Debo reconocer que me sorprendió mucho la forma en que los medios de comunicación trataron el caso del médico que mató a un ladrón presuntamente en legítima defensa: entrevistas a la madre del ladrón y al médico con el mismo trato y tono, poniéndolos en un mismo nivel, preguntas acusatorias al médico del estilo de “¿valía la pena matar por un auto?” o “¿se siente un asesino?”, así como la repetición sistemática y forzada, que parece obrar como escudo contra posibles críticas, de que hubo dos víctimas.
Lo cierto es que la víctima es una sola: el médico. Si cometió un error de exceso en la legítima defensa es algo que deberá resolver la Justicia y que, a la luz de los hechos, resulta más que comprensible, que no quiere decir justificable. Pero no cabe ninguna duda de que es la única víctima. Su único pecado fue pretender llevar a cabo una vida de bien, decente, normal, en medio de un entorno de impunidad, descontrol y desidia. No se buscó la situación que lo llevó a disparar su arma. El que sí la buscó, la forzó y la detonó una y otra vez fue el delincuente, que hacía de la violencia, el robo y el abuso un estilo de vida.
Las normas legales no pueden ser arbitrarias. Se inspiran y se basan en principios elementales de equidad y justicia que les dan sustento. Es a la luz de esos principios básicos que deben interpretarse y aplicarse, pues de lo contrario podrían contradecir su propio fundamento y razón de ser. En este sentido, la tradición legal anglosajona se ha destacado por su sabiduría, reconociendo desde su origen el valor supremo de la equidad y demostrando un sentido práctico y de justicia admirables.
Dicho esto, la aplicación de la legítima defensa, que como toda norma tiene cierto margen de interpretación, no puede dejar de tener en cuenta las circunstancias y el contexto en que el médico actuó. La “proporcionalidad” de la defensa no puede interpretarse de manera tal que conduzca, en algún caso concreto, a una injusticia flagrante. Y esto es lo que puede estar ocurriendo en este caso.

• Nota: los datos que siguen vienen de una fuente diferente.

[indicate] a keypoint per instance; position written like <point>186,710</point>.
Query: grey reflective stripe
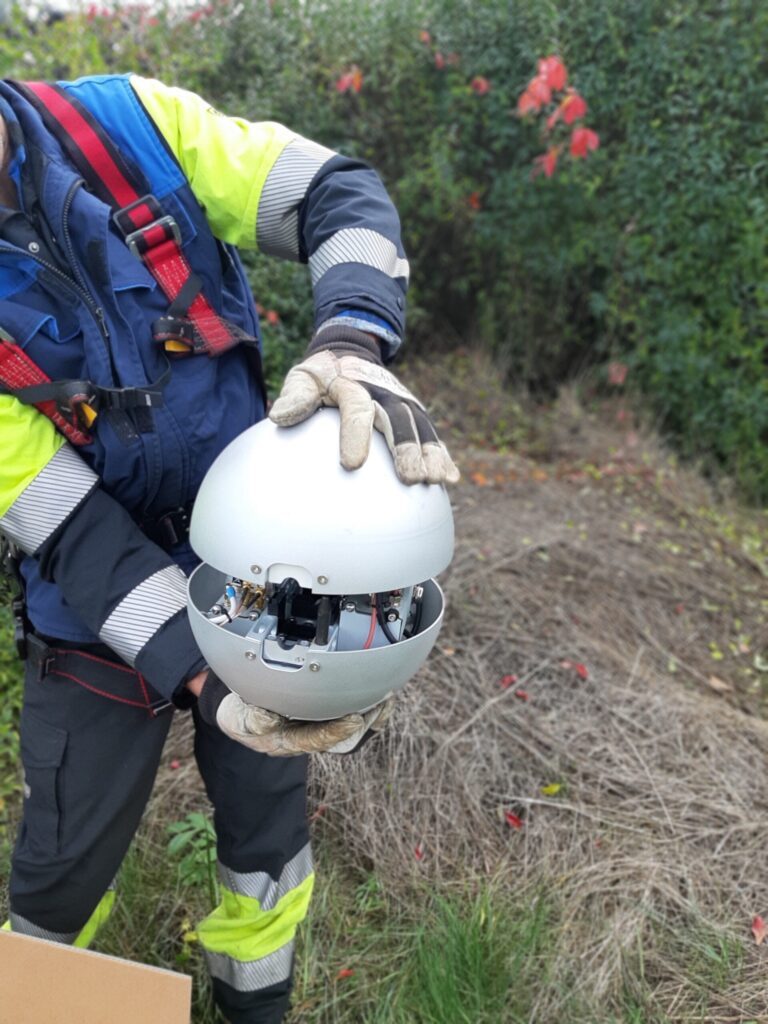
<point>20,926</point>
<point>247,976</point>
<point>357,245</point>
<point>143,610</point>
<point>48,501</point>
<point>261,886</point>
<point>286,185</point>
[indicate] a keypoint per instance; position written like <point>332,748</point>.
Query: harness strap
<point>18,374</point>
<point>193,325</point>
<point>100,676</point>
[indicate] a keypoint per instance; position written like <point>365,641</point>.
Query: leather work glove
<point>270,733</point>
<point>343,367</point>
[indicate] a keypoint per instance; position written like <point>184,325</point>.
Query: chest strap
<point>18,374</point>
<point>71,404</point>
<point>192,326</point>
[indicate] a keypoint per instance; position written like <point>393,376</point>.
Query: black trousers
<point>89,766</point>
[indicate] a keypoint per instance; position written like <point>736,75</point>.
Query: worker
<point>129,358</point>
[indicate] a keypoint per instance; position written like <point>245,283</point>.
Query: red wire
<point>372,631</point>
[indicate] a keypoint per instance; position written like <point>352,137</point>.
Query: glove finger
<point>378,717</point>
<point>440,467</point>
<point>315,737</point>
<point>356,412</point>
<point>299,397</point>
<point>394,419</point>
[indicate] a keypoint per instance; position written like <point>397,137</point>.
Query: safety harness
<point>190,327</point>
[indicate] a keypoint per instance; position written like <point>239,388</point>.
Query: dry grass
<point>655,845</point>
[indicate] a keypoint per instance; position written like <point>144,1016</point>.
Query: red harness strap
<point>17,371</point>
<point>192,324</point>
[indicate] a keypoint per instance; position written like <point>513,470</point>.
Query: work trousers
<point>89,766</point>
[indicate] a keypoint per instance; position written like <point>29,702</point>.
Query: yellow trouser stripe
<point>239,928</point>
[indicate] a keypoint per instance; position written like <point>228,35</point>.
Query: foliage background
<point>653,250</point>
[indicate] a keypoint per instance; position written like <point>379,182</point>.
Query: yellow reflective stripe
<point>226,160</point>
<point>29,440</point>
<point>242,930</point>
<point>96,920</point>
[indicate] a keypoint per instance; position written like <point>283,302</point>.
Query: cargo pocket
<point>42,753</point>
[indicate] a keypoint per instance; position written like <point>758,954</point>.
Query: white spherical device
<point>315,595</point>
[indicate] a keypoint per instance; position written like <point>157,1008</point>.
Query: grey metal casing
<point>324,685</point>
<point>276,503</point>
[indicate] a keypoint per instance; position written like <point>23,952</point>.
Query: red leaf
<point>540,90</point>
<point>573,107</point>
<point>547,162</point>
<point>552,70</point>
<point>582,140</point>
<point>526,103</point>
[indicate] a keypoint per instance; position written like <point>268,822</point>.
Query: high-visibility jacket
<point>91,573</point>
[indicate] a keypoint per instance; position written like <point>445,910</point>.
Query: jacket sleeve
<point>125,588</point>
<point>262,184</point>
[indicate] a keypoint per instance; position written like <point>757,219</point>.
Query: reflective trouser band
<point>81,939</point>
<point>249,947</point>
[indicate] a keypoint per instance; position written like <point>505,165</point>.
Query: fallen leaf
<point>552,788</point>
<point>719,685</point>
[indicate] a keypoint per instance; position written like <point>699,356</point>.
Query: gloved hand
<point>270,733</point>
<point>343,368</point>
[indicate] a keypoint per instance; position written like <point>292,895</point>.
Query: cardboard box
<point>48,983</point>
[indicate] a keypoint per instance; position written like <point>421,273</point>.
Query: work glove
<point>343,368</point>
<point>270,733</point>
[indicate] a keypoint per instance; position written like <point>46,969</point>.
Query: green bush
<point>652,250</point>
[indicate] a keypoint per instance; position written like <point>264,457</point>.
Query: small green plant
<point>195,839</point>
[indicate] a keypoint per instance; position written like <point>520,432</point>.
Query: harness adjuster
<point>144,239</point>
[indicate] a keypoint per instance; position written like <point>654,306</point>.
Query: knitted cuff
<point>347,340</point>
<point>211,695</point>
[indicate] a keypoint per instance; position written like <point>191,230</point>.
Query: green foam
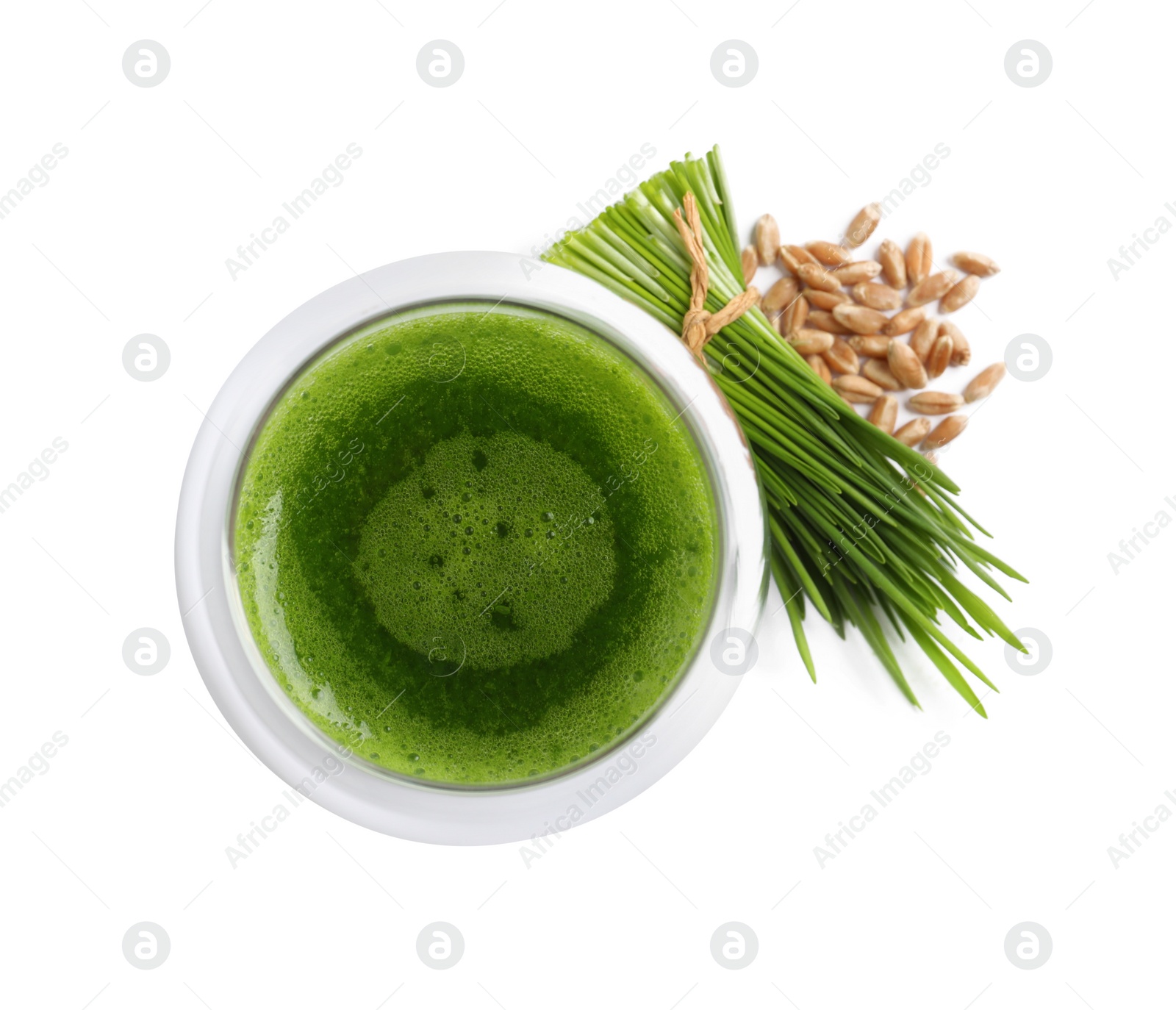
<point>476,543</point>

Las circunstancias del caso son las siguientes: el médico llevaba a cabo una vida de trabajo y sacrificio y la inseguridad estaba tornando su vida insoportable. Lo habían asaltado no una ni dos veces, sino unas seis. Su vida y la de su familia estaban permanentemente en peligro. Ya le habían robado el auto en una ocasión anterior y habían entrado a su casa, agrediendo y amenazando a él y a su familia. Peor aún, sabía que algunos de los delincuentes que estaban haciendo de su vida un calvario vivían a unas cuadras de su casa, con total impunidad, riéndosele en la cara, adueñándose del barrio y prácticamente reduciendo en los hechos a los vecinos a una situación de especie de esclavitud, ya que en cualquier momento, arbitrariamente, podían llevarse sus bienes o, peor aún, su vida. Es en este marco que uno de los malignos delincuentes decide graciosamente ir a su casa, bajarlo de su auto, golpearlo con un revólver en la cabeza, subirse a su auto, atropellarlo aparentemente por ineptitud al volante, agredirlo verbalmente y apuntarle con su pistola. Estas son las circunstancias del caso, y cabe preguntarse si algún mortal en este bendito planeta está en condiciones de tirar la primera piedra en relación con el actuar del médico, que ha dicho públicamente, en reiteradas ocasiones, que la está pasando muy mal, que actuó como lo hizo por sentirse amenazado y que siente miedo de que le hagan algo a él o a su familia. Es dable plantearse, también, si acaso un jurado popular dudaría en este caso tanto como lo están haciendo los funcionarios judiciales.
La Justicia, si pretende honrar su nombre, no puede dejar de tener en cuenta todas las circunstancias del caso, y no sólo algunas. No puede dejar de preguntarse cuál sería la solución equitativa en este caso, ni dejar de interpretar la ley en consonancia con el principio de equidad. Ni puede tampoco dejar de ver que, entre la legítima defensa y la emoción violenta por tanta injusticia acumulada, es imposible pensar que de verdad el médico de esta triste historia pueda merecer una pena de prisión.